Would you have predicted a year ago that US large cap growth stocks would have been one of the worst performing asset classes in the market over the next year?  Probably not.  They had been doing so well that their relative superiority seemed to almost be a sure thing.  Holding value stocks, or small cap stocks, or international stocks, seemed destined to stay unprofitable.

But while growth stock prices were ascending over the last few years, their values compared to their earnings were becoming significantly over inflated, while the sub-par returns of almost all of these other asset classes during prior years meant that they were becoming increasingly better values.  At some point we were destined for an asset class rotation or reversal out of large growth stocks.  Over time, value, small cap, and small cap value stocks globally have much higher expected returns, so the fact that they had underperformed over the last few years meant they had even more ground to make up.

As I mentioned in my last blog, bailing on a diversified portfolio — in this case the Dimensional Equity Balanced Strategy — in favor of the “safe” and familiar confines of large US growth stocks (S&P 500/DFA US Large Company), would have been incredibly expensive.  The Equity Balanced strategy has gained +93% in the last year, almost 20% more than the S&P 500.  If you want to have any chance of achieving your long-term goals, you cannot afford to mis-time the market and sacrifice 20% in potential returns you would have earned if you just stayed disciplined.

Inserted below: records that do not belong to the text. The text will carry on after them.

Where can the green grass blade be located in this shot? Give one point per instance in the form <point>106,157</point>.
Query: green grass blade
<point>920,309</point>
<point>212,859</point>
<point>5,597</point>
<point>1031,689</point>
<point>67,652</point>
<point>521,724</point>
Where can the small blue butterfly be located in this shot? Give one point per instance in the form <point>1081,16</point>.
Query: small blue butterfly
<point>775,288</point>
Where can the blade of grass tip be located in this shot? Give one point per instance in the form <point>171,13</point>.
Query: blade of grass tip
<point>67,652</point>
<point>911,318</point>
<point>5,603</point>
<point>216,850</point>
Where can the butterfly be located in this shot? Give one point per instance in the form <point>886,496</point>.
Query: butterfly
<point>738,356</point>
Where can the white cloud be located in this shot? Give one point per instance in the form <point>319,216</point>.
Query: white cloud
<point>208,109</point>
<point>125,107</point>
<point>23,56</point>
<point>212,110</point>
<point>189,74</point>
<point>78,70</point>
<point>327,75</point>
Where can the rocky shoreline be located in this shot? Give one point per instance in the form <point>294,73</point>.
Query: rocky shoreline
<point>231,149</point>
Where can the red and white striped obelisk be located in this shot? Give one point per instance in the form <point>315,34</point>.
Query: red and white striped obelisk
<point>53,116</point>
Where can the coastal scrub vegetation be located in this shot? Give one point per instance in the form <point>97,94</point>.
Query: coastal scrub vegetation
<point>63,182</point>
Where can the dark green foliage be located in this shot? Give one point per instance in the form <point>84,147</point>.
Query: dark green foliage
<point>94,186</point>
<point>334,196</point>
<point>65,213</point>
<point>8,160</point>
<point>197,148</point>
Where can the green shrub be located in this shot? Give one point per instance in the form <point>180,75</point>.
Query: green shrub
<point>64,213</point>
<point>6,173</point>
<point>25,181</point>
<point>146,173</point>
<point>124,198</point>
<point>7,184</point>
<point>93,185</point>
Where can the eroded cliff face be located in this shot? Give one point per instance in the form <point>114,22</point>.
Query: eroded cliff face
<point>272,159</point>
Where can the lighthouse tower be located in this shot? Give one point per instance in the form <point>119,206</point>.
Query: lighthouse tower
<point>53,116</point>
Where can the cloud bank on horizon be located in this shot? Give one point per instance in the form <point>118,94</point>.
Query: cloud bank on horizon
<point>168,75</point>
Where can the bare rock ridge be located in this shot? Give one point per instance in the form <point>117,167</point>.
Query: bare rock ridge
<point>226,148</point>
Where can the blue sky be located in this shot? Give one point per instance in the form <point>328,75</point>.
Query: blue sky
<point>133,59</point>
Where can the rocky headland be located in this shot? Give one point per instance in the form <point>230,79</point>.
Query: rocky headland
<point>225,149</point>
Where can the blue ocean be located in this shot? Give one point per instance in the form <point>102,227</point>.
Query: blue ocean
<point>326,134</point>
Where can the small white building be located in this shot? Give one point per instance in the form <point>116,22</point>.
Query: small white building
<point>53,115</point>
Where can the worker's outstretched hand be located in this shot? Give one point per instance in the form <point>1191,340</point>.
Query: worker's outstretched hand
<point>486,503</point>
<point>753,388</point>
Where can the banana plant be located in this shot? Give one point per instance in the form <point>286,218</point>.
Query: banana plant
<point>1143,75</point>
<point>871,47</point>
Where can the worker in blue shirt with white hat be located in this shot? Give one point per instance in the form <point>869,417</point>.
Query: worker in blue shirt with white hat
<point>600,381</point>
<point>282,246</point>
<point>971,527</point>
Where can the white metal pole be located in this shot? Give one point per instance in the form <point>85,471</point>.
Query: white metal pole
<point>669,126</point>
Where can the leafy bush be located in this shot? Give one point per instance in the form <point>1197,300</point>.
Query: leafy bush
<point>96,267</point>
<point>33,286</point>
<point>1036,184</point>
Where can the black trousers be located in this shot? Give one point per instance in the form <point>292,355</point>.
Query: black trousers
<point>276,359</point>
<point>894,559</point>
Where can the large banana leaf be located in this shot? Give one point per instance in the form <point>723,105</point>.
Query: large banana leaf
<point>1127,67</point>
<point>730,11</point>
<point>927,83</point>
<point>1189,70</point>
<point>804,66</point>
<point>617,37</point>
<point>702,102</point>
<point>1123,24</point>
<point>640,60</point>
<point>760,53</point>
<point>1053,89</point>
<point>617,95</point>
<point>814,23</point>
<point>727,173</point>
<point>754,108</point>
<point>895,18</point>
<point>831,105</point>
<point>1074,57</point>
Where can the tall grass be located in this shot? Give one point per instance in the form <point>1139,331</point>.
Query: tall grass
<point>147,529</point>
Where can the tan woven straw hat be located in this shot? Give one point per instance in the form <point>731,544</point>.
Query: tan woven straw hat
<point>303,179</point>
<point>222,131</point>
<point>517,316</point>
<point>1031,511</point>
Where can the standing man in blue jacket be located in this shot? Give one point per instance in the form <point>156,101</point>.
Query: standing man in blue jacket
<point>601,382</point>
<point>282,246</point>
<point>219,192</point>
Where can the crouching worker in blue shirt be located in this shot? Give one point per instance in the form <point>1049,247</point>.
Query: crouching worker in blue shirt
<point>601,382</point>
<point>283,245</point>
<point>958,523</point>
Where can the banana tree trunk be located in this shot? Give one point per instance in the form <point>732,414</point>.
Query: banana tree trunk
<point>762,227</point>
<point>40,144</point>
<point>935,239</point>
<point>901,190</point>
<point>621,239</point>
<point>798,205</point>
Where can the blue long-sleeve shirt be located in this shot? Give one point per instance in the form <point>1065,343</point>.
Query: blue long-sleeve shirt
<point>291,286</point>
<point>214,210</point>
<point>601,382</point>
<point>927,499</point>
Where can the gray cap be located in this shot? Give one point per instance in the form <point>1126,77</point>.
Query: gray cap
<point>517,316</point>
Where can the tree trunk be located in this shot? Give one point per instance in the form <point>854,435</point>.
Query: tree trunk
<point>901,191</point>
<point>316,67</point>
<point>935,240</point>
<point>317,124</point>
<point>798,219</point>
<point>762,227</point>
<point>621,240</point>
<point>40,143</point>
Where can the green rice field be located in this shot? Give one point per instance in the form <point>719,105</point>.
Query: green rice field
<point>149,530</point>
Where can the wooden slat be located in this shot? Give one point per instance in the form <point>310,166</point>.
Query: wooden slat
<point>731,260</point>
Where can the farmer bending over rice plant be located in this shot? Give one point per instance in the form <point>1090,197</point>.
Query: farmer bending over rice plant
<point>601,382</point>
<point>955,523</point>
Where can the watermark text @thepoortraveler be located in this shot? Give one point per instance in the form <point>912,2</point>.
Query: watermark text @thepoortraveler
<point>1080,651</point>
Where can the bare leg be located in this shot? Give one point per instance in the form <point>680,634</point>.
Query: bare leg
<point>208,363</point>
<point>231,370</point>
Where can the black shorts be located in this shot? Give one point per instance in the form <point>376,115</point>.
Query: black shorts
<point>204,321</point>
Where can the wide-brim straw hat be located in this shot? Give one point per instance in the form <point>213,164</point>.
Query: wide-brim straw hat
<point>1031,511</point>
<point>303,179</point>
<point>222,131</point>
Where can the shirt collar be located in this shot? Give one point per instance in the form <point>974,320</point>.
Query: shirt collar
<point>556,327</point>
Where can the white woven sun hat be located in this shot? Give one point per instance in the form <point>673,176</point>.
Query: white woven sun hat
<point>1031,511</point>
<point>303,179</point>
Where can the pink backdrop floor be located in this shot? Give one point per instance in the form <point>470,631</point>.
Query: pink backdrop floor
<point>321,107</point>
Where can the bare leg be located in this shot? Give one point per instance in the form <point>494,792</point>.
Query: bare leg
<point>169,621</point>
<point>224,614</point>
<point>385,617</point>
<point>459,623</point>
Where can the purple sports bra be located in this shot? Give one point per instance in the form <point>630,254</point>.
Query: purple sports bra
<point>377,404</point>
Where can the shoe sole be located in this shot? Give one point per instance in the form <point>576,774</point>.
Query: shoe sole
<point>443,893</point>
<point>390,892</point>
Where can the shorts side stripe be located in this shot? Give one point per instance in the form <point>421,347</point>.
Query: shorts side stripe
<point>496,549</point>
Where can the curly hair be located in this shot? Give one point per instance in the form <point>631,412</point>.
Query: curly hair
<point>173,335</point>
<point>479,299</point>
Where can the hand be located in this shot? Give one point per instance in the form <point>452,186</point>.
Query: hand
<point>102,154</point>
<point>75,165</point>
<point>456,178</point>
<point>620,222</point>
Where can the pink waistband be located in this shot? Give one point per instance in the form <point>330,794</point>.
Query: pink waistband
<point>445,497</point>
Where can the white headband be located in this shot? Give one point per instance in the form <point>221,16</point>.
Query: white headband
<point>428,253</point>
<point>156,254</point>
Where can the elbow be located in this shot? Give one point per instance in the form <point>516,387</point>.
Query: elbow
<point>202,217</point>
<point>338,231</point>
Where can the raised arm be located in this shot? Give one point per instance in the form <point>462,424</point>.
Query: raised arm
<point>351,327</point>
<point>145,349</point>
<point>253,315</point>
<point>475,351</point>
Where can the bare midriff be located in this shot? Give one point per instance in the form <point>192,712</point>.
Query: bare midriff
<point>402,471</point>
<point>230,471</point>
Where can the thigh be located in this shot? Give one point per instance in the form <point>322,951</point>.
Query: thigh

The final lesson, #3, is that you have to trust your investment philosophy and process, which means you have to continue to stick with it when it isn’t “working” as well as you would hope.  Once you’ve made the sensible decision to diversify broadly according to your return goals and tolerance for portfolio volatility, you have to ride out the rough patches, and even lean in to them by buying more of the recent underperforming asset classes.  That’s simple when we say it, “buy low and sell high.”  Unfortunately, it’s much harder to pull off in practice.

This is why, if there was a fourth lesson, it would be: If you are honest with yourself and your (in)ability to stay disciplined during difficult times, your best investment might just be hiring a full-time financial advisor who can not only help you create an appropriate plan for your long-term goals and populate it with the best investments, but also keep you focused on the long-term and keep you from reacting irrationally when markets are erratic.

We’ve been on quite a ride over the last year, and rarely has it been very fun.  But if we can remember the experience, and learn from it — celebrate the things we did well and learn from the things we should have done differently — it can be a tremendously valuable experience.  In that sense, we should be grateful for the lessons from the last 12 months.


Past performance is not a guarantee of future results. Index and mutual fund performance includes reinvestment of dividends and other earnings but does not reflect the deduction of investment advisory fees or other expenses except where noted. This content is provided for informational purposes and should not to be construed as an offer, solicitation, recommendation or endorsement of any particular security, products, or services.